Глава 38
Трофей
Есть вещи некоторые в глубине квартир,
Есть вещи в темноте лесов.
Предметы слабости, старинные, как мир.
Кусочки твердые. Комочки в каше снов.
Пусть на запястье вздрогнувший Фракир
Елозит нервно, жертвы возжелав.
Пусть камень с дыркой достает факир
Из ссохшихся и спутавшихся трав.
Ты на рассвете встретишь секретер
В дремучей чаще, там, где водоем.
И воды черные вдруг отразят торшер
И кресла, где сидели мы вдвоем.
В глухом лесу, в глухом лесу, в глухом,
Где не охотятся, где срубов нет и пней,
Журнальный столик с треснувшим стеклом
Уперся ножками в сплетение корней.
Как бы чуть-чуть брезгливо книжный шкаф
Зашел по пояс в омут пожилой,
И набухают корешки впотьмах,
И полки наполняются водой.
Вещь вышла из себя. Вещь стала не в себе.
В глубоком подземелье, у пещерной реки,
Кто-то заламывает пальчики,
Кто-то плачет в темноте,
Ищет «подарок на День Рождения», но не видно ни зги.
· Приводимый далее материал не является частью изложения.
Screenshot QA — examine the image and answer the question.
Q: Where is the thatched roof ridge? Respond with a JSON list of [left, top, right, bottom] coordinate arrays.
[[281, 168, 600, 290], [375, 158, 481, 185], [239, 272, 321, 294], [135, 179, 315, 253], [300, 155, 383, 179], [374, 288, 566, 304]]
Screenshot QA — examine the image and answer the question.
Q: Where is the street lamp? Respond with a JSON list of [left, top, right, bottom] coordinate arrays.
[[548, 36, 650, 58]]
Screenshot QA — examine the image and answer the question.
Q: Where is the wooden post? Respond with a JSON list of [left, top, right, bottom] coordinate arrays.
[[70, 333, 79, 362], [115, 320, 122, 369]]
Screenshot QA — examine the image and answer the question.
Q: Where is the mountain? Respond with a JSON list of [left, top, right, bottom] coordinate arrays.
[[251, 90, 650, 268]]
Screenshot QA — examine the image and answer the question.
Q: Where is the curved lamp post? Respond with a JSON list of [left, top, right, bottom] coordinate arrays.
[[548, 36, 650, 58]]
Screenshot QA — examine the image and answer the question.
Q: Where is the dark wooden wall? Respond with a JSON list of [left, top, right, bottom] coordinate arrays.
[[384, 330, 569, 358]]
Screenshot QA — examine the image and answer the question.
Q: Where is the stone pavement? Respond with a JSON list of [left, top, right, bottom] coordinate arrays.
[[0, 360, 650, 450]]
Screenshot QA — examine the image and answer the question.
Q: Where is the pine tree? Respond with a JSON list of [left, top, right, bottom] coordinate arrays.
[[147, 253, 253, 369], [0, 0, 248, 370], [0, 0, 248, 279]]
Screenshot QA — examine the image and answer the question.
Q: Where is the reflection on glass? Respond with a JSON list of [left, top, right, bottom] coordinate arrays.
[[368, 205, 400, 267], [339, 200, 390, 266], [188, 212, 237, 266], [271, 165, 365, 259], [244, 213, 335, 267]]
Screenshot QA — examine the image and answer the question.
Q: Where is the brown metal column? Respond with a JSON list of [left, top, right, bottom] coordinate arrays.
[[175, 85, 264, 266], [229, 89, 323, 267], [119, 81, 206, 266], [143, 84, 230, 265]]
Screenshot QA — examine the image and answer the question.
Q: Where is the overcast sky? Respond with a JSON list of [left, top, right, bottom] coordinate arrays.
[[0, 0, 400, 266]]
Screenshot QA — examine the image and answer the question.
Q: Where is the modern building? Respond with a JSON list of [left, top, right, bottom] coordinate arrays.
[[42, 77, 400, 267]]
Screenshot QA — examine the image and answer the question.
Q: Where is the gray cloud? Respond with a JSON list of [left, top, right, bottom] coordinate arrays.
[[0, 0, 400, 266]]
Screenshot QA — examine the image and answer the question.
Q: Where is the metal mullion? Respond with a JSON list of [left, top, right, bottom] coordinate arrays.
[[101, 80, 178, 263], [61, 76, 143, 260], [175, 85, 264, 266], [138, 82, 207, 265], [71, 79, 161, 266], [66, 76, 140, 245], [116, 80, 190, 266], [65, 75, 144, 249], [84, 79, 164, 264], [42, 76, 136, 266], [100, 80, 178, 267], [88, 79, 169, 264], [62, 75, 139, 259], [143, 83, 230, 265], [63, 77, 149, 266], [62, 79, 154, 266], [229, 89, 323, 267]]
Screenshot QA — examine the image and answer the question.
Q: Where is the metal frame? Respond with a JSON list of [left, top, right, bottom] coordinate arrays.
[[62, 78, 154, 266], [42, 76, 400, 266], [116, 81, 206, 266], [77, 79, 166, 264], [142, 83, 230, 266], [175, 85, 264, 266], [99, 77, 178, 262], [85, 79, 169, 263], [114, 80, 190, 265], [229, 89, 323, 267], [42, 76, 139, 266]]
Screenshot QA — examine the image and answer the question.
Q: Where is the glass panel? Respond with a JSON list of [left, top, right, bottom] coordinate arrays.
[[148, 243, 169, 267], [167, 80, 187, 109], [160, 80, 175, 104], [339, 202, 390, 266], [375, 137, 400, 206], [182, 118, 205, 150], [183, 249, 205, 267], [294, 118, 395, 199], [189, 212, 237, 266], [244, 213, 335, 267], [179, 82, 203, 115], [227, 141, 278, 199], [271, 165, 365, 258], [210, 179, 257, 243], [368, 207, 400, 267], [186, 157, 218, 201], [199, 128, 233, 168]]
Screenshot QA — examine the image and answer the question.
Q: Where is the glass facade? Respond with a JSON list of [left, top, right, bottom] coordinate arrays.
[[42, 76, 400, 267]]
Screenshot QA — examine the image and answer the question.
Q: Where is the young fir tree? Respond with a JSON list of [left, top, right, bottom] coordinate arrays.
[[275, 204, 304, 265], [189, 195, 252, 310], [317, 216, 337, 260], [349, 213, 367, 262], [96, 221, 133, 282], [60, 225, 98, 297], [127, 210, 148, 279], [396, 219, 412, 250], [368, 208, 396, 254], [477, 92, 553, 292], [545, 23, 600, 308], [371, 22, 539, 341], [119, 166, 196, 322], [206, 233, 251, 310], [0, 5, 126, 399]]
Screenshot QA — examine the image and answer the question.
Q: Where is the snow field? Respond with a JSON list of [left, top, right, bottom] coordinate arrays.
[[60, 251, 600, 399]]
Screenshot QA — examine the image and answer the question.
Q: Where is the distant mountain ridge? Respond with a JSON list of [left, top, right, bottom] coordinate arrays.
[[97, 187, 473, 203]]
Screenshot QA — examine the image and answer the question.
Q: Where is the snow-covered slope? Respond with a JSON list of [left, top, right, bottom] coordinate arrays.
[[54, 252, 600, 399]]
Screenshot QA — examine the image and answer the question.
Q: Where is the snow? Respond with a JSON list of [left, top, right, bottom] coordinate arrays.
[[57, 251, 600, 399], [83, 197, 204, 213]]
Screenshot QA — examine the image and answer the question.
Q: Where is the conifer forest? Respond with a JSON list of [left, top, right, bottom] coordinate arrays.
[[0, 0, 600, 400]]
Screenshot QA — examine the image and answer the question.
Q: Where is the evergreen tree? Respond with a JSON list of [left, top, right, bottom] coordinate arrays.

Хоть и светятся глаза, но не видно лица.
Лапка лапку трет, перепонки скрипят:
«Моя радость! Где ты?» Но нет кольца!
Подарок украла группа подлых ребят.
«Он мой! Он мой! – кричал графоман. —
Он мой с детства!» Но нельзя отстоять!
Продажные ювелиры отнимут священный подвал.
Можно только скрипеть перепонками. Можно рыдать.
Одному меланхолику к жопе прибивают Подарок гвоздем.
Но и гвоздь не поможет – подарок украдут.
Предмет Поражения не любит ходить вдвоем,
Он не любит слово «Конец», он предпочитает «Капут».
Если ты, дружочек, в ладошке зажал трофей,
Значит, ты в новой цепочке, значит, вошел в Союз.
И ждущий Второго фронта рузвельтовидный Орфей
В самом белом на свете Доме нарежет спелый арбуз.
Рядом с ним Евридика, их не разделит Стикс.
Их не разделит Лета. Лето у них в зрачках.
Во рту уголовного ангела блеск серебряный фикс.
Девушки бегут по льдинам на тоненьких каблучках.
Мебель уходит в дупла, в тину, в хруст шалашей.
Глаза Хозяйки слепы в течение белого дня.
Открывается зрение ночью, чтобы видеть белых мышей.
Чтобы видеть белесость тропинок, скользящих по мякоти дна.
Сегодня, наверное, праздник. Сегодня получишь Предмет.
Ты сможешь сжимать в ладошке собственную судьбу.
Пройдут миллиарды мгновений, проскочат десятки лет,
И вас похоронят вместе в простом деревянном гробу.
И после, в неведомых жизнях, в посмертных сюжетах, в мирах,
Свой сувенир повсюду будешь таскать с собой.
Стирается память. Останутся только ворсинки на швах.
Серое, Плотное, Узкое. Кисточка. Гвоздик. Отбой.
От неожиданного поручицкого вопля Дунаев покачнулся. Он стал легковозбудимым, любое исступление мгновенно передавалось ему, как электрический ток.
– Какое сегодня число? – спросил он напряженно.
– Двадцать девятое февраля! – ответил ему Поручик и начал вертеться на каблуках вокруг своей оси.